Now, automation bias is definitely present in credit granting now. If you go to your local phone store and try to buy a new iPhone and the credit score comes back, it's not going to give, it's not even going to give a number. It's going to give a thumbs up or a thumbs down. And that salesperson has no choice. Yes, you get the phone or no, you don't. And that's it. And so that's an example where we've totally locked into the automation of the system. We've totally taken away the authority of people to challenge it. Now the customer can go and say, I want to be reassessed or the information that my decision was based upon was inaccurate and get it redone. But I think there's tremendous amount of academic study that can be done on credit reporting and the effects of this automation and automated analysis.
I think it's also important, and what I see lacking in the field is a paying attention to the compared to what. So you might not like credit reporting, but let me tell you, there was something before credit reporting that was worse and it involved, sitting down in an office and convincing a person that you could pay your bills without data. So as bad as the machine learning approach is, it might be better than the alternative. And that kind of compared to what analysis is missing and a lot of the critique of machine learning out there.
Kevin Frazier: You're going to get me just talking on for way too long, but compared to what legal scholarship field is just too blank, especially with respect to issues like AVs. I'm driving in Miami right now. I would much rather have a whole set of AVs on the road than humans who are, let me tell you, just the most unpredictable actors ever. So please, we need more compared to what analysis out there. Here's a call for papers for all those scholars out there.
Chris, I do want to also just dive into maybe other critiques you may have of the way cybersecurity is traditionally taught. I think that we've seen a huge spike in the number of schools who are offering cybersecurity programs, which is great. It's on law course offerings across the board now. But you point out there's often issues with this monolith view, for example, to cybersecurity, we've talked pretty extensively about your emphasis on thinking through all of the actors involved in cybersecurity. Are there any other common issues you would just want to highlight or maybe best practices you really think other scholars should be paying more attention to?

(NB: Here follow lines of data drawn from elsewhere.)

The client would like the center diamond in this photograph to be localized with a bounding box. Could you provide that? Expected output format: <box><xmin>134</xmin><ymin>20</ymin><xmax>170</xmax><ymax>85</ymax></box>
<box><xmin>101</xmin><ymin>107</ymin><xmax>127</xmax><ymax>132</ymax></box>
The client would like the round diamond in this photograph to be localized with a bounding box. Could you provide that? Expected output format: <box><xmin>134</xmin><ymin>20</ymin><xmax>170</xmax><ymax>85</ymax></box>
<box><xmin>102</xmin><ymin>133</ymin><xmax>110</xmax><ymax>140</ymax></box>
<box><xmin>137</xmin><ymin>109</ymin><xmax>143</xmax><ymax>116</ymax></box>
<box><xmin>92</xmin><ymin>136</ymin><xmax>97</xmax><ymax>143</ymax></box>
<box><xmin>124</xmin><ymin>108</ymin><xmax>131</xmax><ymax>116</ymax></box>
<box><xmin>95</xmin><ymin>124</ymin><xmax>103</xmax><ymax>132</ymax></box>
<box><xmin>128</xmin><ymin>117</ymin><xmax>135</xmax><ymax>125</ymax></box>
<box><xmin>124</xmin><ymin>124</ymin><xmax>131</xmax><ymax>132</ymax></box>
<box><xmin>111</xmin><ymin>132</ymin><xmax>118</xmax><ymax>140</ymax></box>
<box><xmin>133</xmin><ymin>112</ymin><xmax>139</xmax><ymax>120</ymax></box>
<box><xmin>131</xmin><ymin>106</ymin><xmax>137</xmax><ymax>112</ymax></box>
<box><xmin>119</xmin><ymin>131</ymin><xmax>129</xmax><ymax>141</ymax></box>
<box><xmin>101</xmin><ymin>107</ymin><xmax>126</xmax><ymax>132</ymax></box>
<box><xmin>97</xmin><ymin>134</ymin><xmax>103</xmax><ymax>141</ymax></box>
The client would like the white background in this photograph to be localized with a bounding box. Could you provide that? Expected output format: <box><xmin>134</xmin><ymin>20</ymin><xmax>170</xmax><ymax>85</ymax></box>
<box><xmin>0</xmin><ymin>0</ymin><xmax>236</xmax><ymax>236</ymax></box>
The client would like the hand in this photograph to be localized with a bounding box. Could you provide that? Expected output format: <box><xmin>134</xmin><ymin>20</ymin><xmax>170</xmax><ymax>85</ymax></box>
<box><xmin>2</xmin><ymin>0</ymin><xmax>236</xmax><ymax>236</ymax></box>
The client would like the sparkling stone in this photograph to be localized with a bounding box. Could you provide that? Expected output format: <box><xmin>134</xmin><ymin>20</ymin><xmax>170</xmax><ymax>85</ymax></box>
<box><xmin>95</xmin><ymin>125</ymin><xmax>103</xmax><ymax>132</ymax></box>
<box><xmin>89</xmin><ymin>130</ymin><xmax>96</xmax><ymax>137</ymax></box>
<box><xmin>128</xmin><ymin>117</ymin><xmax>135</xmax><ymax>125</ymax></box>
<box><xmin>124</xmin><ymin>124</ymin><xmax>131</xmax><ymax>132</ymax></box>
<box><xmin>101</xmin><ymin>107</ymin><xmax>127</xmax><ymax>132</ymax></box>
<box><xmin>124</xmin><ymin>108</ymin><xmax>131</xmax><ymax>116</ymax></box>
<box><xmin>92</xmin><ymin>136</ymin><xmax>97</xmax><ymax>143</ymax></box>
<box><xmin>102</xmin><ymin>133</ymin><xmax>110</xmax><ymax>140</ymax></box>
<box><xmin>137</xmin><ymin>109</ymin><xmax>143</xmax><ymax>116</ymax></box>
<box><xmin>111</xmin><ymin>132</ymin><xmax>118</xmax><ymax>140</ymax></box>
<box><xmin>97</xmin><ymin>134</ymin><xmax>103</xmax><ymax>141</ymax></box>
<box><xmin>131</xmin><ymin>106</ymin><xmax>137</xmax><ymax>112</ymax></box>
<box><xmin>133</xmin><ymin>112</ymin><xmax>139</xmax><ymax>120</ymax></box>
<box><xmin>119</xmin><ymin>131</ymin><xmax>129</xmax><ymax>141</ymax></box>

Chris Hoofnagle: I do think that cybersecurity has to be taught with a technical emphasis. And it's difficult to do this. This is one reason why Golden Richard and I wrote this textbook. Golden is a computer scientist at Louisiana State University and has long been affiliated with the NSA's Center for Academic Excellence program. So much of what we do is give a companion set of labs to the normal doctrinal instruction to show students that computers are not mysterious objects, that you can become more sophisticated with them, you can learn what they're doing. And in fact, a lot of cybersecurity skills shrouded in mystery, once they are unshrouded, you realize that these are things I can do. And I don't need to be a computer scientist to do it. I just need to be someone who can make sense of information. So having study and statistics having some basic programming skills, are some of the areas that I think are important to teach. And so what we're trying to do is bridge the gap between the doctrine and these technical skills. And it's rare to find people who have both.
Kevin Frazier: Well, I think we will go ahead and leave it there. Thank you again for joining us, Chris.
Chris Hoofnagle: It's my pleasure. Thank you so much for having me.